European cooperation in sensitive areas : the case of migrant integration policy
Title: European cooperation in sensitive areas : the case of migrant integration policy
Author: ROCHE, Frédérique
Citation: Florence : European University Institute, 2016
Series/Number: EUI PhD theses; Department of Political and Social Sciences
This dissertation investigates EU cooperation in the field of migrant integration. Closely tied to the notion of national identity and a core competence of the Nation State, migrant integration policy is a field where the Member States should have displayed an insurmountable degree of reluctance to act collectively at the EU level. In the early 2000s, the Member States nonetheless chose to place this highly sensitive issue on the European agenda and to take some common initiatives in this area. In light of these considerations, the dissertation aims to explain the introduction of cooperation in the field of integration and its nature—the soft mode of governance and the type of integration policy informing the cooperation. Inspired by the Strategic-Choice Approach and Liberal Intergovernmentalism, I analyze these different aspects through a two-stage explanatory framework that focuses both on the national and EU level. The first stage considers the preferences formation process in the Member States—that is, their preferences for the cooperation and its specific features; I focus in particular on the cases of Sweden and the Netherlands. The second stage is concerned with the negotiation process between the Member States with respect to the substance and instruments of cooperation in this field. Specifically, I analyze the negotiations of two Council Conclusions, which took place in 2004 and 2011 respectively.
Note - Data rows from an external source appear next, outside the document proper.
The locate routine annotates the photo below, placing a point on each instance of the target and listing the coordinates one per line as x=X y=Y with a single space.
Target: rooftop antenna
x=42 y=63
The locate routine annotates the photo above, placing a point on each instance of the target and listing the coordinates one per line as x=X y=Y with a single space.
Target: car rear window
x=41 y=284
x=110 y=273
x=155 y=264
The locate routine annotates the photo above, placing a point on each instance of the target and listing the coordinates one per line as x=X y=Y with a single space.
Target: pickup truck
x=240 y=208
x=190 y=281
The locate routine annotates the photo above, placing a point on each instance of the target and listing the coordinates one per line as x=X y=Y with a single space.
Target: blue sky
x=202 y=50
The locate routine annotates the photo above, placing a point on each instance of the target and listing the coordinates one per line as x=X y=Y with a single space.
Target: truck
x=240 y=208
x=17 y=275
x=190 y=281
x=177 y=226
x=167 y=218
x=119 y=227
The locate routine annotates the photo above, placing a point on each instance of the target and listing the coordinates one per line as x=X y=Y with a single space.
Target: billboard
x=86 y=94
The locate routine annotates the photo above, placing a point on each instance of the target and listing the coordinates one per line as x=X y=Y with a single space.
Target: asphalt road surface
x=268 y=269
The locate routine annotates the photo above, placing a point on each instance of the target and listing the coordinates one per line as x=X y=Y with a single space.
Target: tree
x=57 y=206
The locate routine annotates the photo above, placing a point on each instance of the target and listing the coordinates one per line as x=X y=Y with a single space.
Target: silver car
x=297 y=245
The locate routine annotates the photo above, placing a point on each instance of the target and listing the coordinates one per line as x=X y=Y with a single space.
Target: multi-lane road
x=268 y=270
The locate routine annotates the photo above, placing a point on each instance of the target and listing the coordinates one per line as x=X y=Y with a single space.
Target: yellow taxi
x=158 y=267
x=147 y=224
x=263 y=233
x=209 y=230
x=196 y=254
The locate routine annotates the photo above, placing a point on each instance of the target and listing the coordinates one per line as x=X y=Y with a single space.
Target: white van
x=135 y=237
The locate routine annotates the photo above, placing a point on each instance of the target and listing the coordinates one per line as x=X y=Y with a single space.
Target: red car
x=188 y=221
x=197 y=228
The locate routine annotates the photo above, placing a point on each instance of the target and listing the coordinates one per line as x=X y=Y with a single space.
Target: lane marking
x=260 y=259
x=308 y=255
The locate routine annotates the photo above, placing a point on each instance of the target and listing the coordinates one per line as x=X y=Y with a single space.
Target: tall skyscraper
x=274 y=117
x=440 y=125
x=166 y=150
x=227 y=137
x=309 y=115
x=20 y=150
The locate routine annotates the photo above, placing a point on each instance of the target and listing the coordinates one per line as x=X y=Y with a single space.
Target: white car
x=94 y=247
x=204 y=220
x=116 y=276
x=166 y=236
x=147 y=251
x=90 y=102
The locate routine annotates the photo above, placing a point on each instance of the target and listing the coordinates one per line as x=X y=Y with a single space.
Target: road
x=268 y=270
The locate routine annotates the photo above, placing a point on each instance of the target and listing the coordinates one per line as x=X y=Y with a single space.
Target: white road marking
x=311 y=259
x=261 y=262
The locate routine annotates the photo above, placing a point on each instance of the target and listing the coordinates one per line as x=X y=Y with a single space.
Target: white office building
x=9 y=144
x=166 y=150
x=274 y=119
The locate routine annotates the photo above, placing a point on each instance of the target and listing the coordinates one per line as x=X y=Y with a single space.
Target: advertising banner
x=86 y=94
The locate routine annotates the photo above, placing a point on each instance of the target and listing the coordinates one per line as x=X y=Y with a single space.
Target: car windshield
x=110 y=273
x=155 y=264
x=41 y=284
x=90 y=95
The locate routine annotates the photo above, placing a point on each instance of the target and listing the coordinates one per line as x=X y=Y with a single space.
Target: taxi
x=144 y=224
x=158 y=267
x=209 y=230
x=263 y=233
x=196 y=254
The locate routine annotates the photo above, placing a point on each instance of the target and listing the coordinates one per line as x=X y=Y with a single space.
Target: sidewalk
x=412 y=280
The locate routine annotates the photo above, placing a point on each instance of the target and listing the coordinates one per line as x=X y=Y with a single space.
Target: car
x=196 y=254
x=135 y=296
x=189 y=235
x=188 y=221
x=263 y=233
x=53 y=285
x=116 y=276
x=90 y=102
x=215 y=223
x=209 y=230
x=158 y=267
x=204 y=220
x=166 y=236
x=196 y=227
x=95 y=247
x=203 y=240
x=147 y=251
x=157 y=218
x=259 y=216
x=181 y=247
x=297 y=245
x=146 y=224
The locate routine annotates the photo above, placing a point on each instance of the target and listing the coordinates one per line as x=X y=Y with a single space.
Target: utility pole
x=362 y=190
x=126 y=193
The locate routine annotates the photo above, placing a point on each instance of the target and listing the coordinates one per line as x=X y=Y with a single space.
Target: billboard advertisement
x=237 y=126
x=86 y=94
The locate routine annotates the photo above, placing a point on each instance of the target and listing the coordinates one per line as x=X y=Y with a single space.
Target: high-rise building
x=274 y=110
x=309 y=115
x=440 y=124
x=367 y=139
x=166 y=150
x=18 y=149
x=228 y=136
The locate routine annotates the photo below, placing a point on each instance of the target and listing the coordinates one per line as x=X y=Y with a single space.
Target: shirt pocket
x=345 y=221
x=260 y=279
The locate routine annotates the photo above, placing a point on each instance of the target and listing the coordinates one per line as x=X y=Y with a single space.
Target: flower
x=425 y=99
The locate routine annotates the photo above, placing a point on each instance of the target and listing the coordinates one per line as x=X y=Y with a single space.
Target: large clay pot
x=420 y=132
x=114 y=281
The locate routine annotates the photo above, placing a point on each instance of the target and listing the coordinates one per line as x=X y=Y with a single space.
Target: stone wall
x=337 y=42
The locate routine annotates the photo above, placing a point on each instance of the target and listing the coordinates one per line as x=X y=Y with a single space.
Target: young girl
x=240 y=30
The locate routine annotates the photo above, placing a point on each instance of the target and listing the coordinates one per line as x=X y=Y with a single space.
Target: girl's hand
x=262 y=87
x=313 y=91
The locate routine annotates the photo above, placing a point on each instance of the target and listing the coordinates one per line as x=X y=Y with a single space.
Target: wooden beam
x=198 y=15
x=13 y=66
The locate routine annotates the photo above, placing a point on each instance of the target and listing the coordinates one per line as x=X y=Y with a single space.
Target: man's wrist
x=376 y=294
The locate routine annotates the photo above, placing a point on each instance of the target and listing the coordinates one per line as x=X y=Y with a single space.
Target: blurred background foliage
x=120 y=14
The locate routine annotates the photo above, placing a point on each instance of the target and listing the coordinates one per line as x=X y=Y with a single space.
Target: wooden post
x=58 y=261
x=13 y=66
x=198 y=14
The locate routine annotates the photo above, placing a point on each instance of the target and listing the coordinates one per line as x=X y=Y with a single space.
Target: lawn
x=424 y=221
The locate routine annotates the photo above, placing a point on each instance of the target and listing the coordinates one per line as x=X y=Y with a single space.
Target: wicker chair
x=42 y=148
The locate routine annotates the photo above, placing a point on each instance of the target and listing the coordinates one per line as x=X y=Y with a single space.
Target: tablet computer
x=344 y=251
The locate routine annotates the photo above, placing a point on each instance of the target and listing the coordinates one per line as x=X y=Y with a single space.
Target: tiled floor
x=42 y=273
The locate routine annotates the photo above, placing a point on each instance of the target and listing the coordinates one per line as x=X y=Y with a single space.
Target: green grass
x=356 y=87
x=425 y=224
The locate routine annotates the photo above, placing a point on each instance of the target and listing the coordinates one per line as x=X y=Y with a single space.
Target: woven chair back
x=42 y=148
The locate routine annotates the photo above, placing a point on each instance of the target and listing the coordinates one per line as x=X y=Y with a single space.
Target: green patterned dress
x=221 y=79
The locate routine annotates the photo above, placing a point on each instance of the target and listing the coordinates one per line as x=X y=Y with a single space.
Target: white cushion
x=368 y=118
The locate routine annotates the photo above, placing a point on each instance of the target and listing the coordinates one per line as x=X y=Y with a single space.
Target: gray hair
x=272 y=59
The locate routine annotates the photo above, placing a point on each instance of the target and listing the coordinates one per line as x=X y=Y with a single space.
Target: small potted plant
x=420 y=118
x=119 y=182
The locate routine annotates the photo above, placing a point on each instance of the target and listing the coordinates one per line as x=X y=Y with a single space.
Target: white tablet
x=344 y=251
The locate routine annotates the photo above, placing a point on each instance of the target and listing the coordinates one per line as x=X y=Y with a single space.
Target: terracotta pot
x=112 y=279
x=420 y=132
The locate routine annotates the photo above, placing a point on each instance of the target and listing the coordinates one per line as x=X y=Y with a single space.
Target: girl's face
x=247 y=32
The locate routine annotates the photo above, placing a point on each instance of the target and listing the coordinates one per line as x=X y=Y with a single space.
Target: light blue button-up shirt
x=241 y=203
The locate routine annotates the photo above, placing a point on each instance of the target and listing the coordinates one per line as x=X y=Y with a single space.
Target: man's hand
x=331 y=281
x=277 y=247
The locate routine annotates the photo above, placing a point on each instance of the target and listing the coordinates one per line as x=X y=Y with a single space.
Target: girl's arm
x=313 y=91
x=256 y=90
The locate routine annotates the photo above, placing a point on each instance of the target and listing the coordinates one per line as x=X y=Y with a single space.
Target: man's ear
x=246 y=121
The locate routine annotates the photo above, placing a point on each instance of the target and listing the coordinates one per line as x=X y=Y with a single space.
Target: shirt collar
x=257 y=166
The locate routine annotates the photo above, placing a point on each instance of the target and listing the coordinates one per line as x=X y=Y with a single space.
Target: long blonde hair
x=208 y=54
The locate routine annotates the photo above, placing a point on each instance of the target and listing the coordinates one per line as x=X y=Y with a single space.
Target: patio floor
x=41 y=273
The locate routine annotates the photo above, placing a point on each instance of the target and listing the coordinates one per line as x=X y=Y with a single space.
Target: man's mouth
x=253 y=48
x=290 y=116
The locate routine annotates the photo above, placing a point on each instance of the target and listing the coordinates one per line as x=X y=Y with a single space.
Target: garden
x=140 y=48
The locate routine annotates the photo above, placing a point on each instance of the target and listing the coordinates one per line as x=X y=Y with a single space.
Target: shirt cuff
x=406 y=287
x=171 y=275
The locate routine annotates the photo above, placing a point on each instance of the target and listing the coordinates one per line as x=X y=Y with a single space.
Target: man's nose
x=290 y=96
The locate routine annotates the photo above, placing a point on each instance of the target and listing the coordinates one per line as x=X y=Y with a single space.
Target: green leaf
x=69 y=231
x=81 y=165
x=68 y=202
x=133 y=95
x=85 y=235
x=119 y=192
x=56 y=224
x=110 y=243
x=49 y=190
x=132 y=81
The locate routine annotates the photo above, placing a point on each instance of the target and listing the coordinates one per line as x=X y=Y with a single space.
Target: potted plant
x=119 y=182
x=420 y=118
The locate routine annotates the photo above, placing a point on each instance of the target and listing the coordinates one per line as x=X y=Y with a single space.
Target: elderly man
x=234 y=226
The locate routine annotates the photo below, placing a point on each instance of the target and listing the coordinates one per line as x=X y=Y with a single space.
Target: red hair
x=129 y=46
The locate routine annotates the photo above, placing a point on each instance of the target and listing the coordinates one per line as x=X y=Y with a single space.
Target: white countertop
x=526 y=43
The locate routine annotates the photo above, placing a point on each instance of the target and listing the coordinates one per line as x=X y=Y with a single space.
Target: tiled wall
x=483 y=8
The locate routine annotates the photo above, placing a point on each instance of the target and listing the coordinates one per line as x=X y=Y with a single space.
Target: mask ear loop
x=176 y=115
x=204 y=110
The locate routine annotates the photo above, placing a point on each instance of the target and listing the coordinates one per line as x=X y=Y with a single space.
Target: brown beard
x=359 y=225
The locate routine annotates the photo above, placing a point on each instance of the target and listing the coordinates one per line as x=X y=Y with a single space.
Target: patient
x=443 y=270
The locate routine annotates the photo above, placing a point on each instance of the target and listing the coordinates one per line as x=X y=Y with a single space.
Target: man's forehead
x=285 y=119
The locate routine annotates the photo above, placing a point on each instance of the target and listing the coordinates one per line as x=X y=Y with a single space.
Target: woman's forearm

I demonstrate how policy divergence between national integration policies have acted as a driver for Member States to engage in cooperation at the EU level. I further document how national politics not only influence the preferences of the Member States for the nature of the EU cooperation, but also explain the outcome of successive negotiations.
Defence date: 28 January 2016; Examining Board: Prof. Adrienne Héritier, EUI (Supervisor); Prof. László Bruszt, EUI; Prof. Simon Bulmer, The University of Sheffield; Prof. Sandra Lavenex, Université de Genève.